All this can be seen as a consequence of
our separation from the rest of creation; after all, it’s not like we are
exploiting ourselves,
is it? It’s not as if we’re driving ourselves
to extinction, destroying our own
habitat at a non-renewable rate, is it? Well . . . not so fast . . . the major
world religions have always maintained, at their core, that we are one with one
another and inseparable from creation. In the 5th or 6th centuries before
Christ, Siddhārtha Gautama, better known as the Buddha, began a worldwide
movement that teaches, among other things, the concepts of interbeing and
no-self, the ideas that we inseparable—literally—from one another and from
everything else. In the Christian canon, Jesus himself teaches (especially in
the Gospel of John) that he is in us and we are in him, which implies unity of
being, and Christian mystics, from St John of the Cross to Teresa of Avila to Thomas
Merton, have taught that the end of Christian spirituality is to realize the unity which
underlies all reality.
And now, science is catching up with
religion on that front. For the last century or so, the foundational ideas of
classical physics have been crumbling. In particular, the proposition that we
can separate ourselves from the rest of creation took a fatal hit. Turns out,
as observers we have an unavoidable influence on what we observe. Not only
that, if we know some things about an object, we can’t know others, and vice versa. This adds up to
what quantum physicist Amit Goswami calls “subject-object mixing,” where the
supposed separation of material creation into “I” and “thou” has broken down.

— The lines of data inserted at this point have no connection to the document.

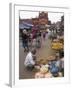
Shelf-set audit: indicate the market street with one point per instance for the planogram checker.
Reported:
(42, 53)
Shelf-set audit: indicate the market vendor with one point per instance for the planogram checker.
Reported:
(30, 59)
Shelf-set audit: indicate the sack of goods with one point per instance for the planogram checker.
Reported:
(43, 69)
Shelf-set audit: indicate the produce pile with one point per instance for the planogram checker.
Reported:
(57, 45)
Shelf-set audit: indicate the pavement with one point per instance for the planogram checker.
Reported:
(42, 53)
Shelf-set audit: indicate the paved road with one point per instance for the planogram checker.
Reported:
(42, 53)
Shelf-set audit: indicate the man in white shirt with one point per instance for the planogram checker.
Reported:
(29, 60)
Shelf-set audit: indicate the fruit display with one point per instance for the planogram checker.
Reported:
(39, 75)
(42, 61)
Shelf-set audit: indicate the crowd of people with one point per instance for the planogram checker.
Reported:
(32, 39)
(31, 42)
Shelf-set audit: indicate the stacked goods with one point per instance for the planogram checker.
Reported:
(57, 45)
(51, 58)
(48, 75)
(39, 75)
(42, 61)
(43, 69)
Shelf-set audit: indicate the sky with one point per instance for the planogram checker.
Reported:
(54, 17)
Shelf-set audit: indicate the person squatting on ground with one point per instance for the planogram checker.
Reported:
(30, 60)
(25, 40)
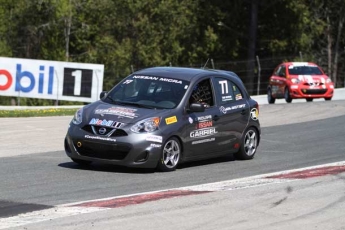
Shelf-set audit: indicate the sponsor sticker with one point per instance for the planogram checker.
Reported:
(170, 120)
(158, 79)
(119, 111)
(204, 118)
(204, 124)
(238, 97)
(190, 120)
(226, 109)
(104, 122)
(254, 114)
(227, 98)
(203, 132)
(203, 141)
(154, 138)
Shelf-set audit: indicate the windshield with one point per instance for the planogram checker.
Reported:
(304, 70)
(148, 92)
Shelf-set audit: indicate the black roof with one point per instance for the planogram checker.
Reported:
(182, 73)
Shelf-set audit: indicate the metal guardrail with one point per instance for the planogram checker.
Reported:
(339, 94)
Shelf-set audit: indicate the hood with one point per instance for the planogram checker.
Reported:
(311, 79)
(101, 113)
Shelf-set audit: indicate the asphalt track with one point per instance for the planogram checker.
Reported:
(35, 174)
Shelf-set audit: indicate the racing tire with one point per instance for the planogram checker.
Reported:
(287, 96)
(81, 162)
(270, 99)
(250, 142)
(170, 157)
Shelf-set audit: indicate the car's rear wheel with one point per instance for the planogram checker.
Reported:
(250, 141)
(81, 162)
(171, 154)
(270, 99)
(287, 96)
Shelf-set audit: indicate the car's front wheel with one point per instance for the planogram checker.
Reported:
(287, 96)
(270, 99)
(170, 156)
(250, 141)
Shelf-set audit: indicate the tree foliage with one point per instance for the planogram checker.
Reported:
(126, 35)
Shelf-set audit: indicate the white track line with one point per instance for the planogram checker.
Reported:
(70, 209)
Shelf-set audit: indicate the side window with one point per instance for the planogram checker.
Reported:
(237, 92)
(202, 93)
(227, 91)
(282, 71)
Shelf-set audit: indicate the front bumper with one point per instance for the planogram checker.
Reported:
(131, 151)
(303, 91)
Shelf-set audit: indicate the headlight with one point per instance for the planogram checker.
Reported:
(147, 125)
(295, 80)
(78, 117)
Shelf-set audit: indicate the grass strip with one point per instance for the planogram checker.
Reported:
(37, 112)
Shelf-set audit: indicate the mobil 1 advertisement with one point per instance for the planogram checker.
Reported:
(50, 79)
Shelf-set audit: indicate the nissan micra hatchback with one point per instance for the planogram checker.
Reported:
(159, 117)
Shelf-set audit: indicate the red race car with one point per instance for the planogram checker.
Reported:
(293, 80)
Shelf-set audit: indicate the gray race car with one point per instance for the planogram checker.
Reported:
(162, 116)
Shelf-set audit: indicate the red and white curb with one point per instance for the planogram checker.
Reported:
(91, 206)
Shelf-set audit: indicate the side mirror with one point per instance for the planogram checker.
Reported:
(102, 94)
(196, 107)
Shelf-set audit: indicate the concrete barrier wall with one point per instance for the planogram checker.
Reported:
(339, 94)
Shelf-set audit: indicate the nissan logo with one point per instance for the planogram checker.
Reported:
(102, 131)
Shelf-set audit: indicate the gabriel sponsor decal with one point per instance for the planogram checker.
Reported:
(108, 123)
(119, 111)
(254, 114)
(204, 118)
(203, 132)
(226, 109)
(204, 124)
(238, 96)
(158, 79)
(190, 120)
(203, 141)
(154, 138)
(170, 120)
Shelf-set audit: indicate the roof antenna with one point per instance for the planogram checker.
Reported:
(206, 63)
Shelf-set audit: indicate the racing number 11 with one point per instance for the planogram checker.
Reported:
(77, 82)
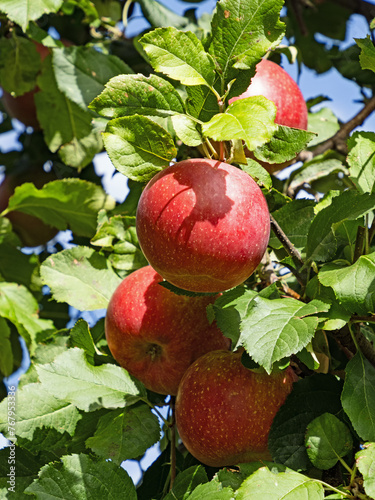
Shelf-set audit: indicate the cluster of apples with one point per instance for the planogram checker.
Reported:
(203, 226)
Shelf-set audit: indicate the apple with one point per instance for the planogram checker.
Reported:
(156, 334)
(274, 83)
(23, 107)
(224, 411)
(203, 225)
(31, 230)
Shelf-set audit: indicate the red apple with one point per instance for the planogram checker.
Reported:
(31, 230)
(274, 83)
(23, 107)
(156, 334)
(224, 411)
(203, 225)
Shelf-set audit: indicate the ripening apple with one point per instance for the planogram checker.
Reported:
(31, 230)
(23, 107)
(203, 225)
(156, 334)
(274, 83)
(224, 411)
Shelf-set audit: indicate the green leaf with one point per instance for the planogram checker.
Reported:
(19, 306)
(24, 11)
(327, 440)
(82, 72)
(361, 159)
(294, 219)
(365, 461)
(35, 409)
(65, 124)
(66, 203)
(367, 57)
(125, 433)
(289, 485)
(353, 285)
(186, 481)
(275, 329)
(186, 130)
(126, 95)
(19, 64)
(321, 240)
(250, 119)
(284, 145)
(73, 379)
(358, 396)
(211, 491)
(310, 398)
(323, 123)
(242, 32)
(138, 147)
(80, 476)
(179, 55)
(80, 336)
(81, 277)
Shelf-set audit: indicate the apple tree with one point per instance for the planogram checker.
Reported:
(74, 85)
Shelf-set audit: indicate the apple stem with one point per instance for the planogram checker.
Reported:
(172, 427)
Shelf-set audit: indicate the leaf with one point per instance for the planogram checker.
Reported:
(367, 57)
(323, 123)
(125, 433)
(284, 145)
(211, 491)
(289, 485)
(19, 64)
(81, 72)
(361, 159)
(358, 396)
(310, 398)
(295, 219)
(24, 11)
(73, 379)
(6, 354)
(64, 123)
(179, 55)
(186, 481)
(242, 32)
(36, 409)
(126, 95)
(19, 306)
(138, 147)
(186, 130)
(250, 119)
(159, 15)
(321, 238)
(66, 203)
(365, 461)
(81, 277)
(81, 476)
(275, 329)
(327, 440)
(353, 285)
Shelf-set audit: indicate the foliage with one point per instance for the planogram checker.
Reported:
(147, 101)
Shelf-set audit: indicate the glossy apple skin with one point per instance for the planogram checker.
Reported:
(203, 225)
(156, 334)
(224, 411)
(31, 230)
(274, 83)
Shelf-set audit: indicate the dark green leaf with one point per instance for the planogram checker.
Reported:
(327, 440)
(310, 398)
(138, 147)
(126, 95)
(358, 396)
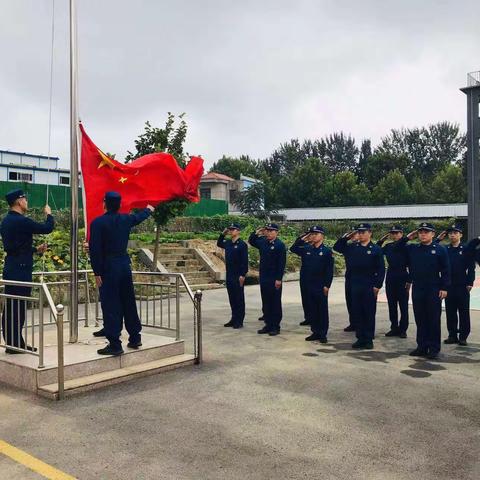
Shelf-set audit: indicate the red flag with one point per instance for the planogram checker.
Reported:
(150, 179)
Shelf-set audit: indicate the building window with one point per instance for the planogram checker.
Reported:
(206, 193)
(20, 177)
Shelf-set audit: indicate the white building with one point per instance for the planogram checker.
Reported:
(36, 169)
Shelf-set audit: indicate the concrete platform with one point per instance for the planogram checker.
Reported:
(84, 369)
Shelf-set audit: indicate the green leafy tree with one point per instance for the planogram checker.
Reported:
(449, 186)
(393, 189)
(380, 164)
(169, 139)
(347, 192)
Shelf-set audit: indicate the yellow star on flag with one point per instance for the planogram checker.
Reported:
(105, 161)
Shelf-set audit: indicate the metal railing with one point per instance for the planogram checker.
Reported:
(22, 328)
(473, 79)
(158, 298)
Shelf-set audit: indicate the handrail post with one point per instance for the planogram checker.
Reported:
(60, 358)
(40, 329)
(198, 306)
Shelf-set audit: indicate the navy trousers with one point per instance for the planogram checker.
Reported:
(348, 301)
(118, 302)
(236, 297)
(364, 309)
(397, 296)
(427, 308)
(457, 307)
(272, 303)
(304, 294)
(15, 311)
(318, 312)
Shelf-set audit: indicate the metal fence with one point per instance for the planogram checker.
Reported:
(158, 297)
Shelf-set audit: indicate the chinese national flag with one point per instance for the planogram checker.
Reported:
(150, 179)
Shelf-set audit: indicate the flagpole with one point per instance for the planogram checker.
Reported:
(73, 307)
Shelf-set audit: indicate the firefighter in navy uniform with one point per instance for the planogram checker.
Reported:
(273, 258)
(236, 264)
(317, 266)
(367, 269)
(109, 235)
(17, 232)
(397, 286)
(429, 270)
(457, 303)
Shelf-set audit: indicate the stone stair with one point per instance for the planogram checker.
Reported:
(184, 260)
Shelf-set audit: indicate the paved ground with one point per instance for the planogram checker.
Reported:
(268, 408)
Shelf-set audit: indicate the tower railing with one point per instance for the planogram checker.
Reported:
(473, 79)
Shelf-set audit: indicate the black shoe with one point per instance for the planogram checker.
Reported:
(418, 353)
(108, 350)
(392, 333)
(11, 351)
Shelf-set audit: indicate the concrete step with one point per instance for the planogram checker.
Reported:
(174, 250)
(184, 256)
(104, 379)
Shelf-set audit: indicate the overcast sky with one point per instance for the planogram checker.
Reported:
(249, 74)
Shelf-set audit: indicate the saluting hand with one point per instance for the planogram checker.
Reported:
(442, 235)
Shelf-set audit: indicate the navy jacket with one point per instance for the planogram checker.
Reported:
(366, 265)
(462, 262)
(428, 264)
(317, 263)
(17, 235)
(273, 257)
(397, 259)
(236, 257)
(109, 235)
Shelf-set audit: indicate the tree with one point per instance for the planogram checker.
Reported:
(234, 167)
(309, 185)
(380, 164)
(251, 201)
(168, 139)
(347, 192)
(449, 186)
(340, 153)
(393, 189)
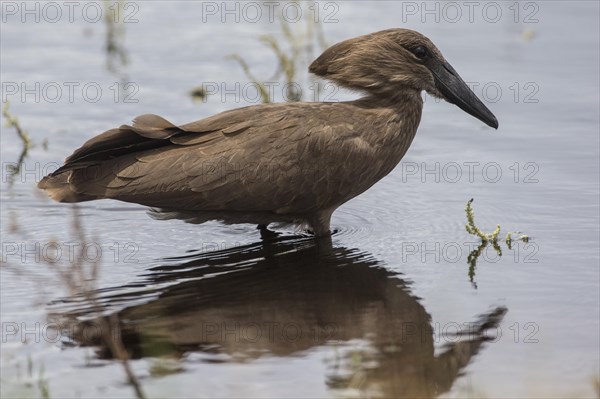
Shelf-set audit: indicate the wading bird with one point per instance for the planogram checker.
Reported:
(290, 163)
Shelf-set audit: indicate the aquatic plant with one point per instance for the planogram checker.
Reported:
(13, 121)
(293, 54)
(486, 238)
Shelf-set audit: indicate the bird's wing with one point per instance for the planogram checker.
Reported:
(274, 157)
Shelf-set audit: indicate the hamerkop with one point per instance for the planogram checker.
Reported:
(290, 163)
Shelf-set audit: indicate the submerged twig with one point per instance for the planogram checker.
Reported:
(486, 238)
(13, 121)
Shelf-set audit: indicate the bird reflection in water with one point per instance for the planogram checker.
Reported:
(282, 297)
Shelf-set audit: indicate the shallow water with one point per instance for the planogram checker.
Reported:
(375, 311)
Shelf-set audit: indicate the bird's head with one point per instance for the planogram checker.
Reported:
(394, 60)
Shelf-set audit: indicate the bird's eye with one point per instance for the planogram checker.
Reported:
(420, 52)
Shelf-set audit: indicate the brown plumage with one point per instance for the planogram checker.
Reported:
(288, 163)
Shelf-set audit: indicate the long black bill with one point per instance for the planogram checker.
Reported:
(456, 91)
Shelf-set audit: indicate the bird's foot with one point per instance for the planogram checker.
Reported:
(265, 233)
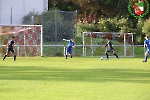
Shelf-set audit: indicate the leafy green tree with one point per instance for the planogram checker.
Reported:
(146, 27)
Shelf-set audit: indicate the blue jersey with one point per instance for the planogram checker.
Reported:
(147, 43)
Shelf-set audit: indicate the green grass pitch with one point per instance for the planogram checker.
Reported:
(79, 78)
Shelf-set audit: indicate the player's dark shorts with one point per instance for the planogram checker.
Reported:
(110, 50)
(10, 50)
(69, 50)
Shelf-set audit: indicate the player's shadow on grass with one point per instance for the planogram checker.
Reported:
(81, 75)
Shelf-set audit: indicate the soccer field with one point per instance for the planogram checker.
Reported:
(57, 78)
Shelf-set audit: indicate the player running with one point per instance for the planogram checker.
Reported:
(110, 49)
(146, 44)
(69, 47)
(10, 48)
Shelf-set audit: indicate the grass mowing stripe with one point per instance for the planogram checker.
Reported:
(56, 78)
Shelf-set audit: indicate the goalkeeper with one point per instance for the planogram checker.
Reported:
(10, 48)
(69, 47)
(110, 49)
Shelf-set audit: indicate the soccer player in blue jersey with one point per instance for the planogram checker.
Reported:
(146, 44)
(10, 48)
(110, 49)
(69, 47)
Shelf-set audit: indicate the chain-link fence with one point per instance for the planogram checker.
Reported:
(56, 26)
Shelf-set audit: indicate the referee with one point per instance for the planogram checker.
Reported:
(10, 48)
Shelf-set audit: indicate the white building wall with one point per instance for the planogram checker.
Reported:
(12, 11)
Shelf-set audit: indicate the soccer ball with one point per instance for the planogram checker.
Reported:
(101, 58)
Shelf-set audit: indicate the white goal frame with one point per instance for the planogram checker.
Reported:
(24, 31)
(103, 34)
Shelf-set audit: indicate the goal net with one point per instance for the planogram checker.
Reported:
(93, 42)
(28, 39)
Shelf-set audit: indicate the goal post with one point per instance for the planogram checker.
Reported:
(28, 39)
(122, 42)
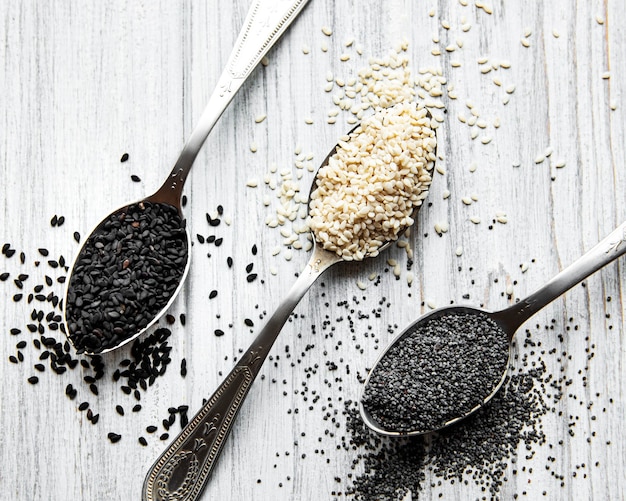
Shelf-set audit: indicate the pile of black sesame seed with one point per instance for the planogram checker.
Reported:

Finally, non-locality—which Einstein derided as “spooky action at a
distance”—has shown that there is a transcendent realm outside of space-time.
For a sometime-biologist like me, one
who has always been a believer as well, this is an exciting time. New
information and paradigms, such as Goswami’s science within consciousness and
the re-enchantment of universe, promise a new integration of science and
spirituality. It also gives a new paradigm within which to view the environment
and our place in it, when what we do to the least of these—to the blue jay or
the oak tree or the single-celled, pond-dwelling microbe—we do not only to
Jesus, but literally—not
metaphorically or indirectly but literally—to
ourselves as well.
As a Christian, there’s one more thing I
can say: The more I learn, the more I marvel at the works of the divine. Truly,
the heavens reveal the glory of God! Amen.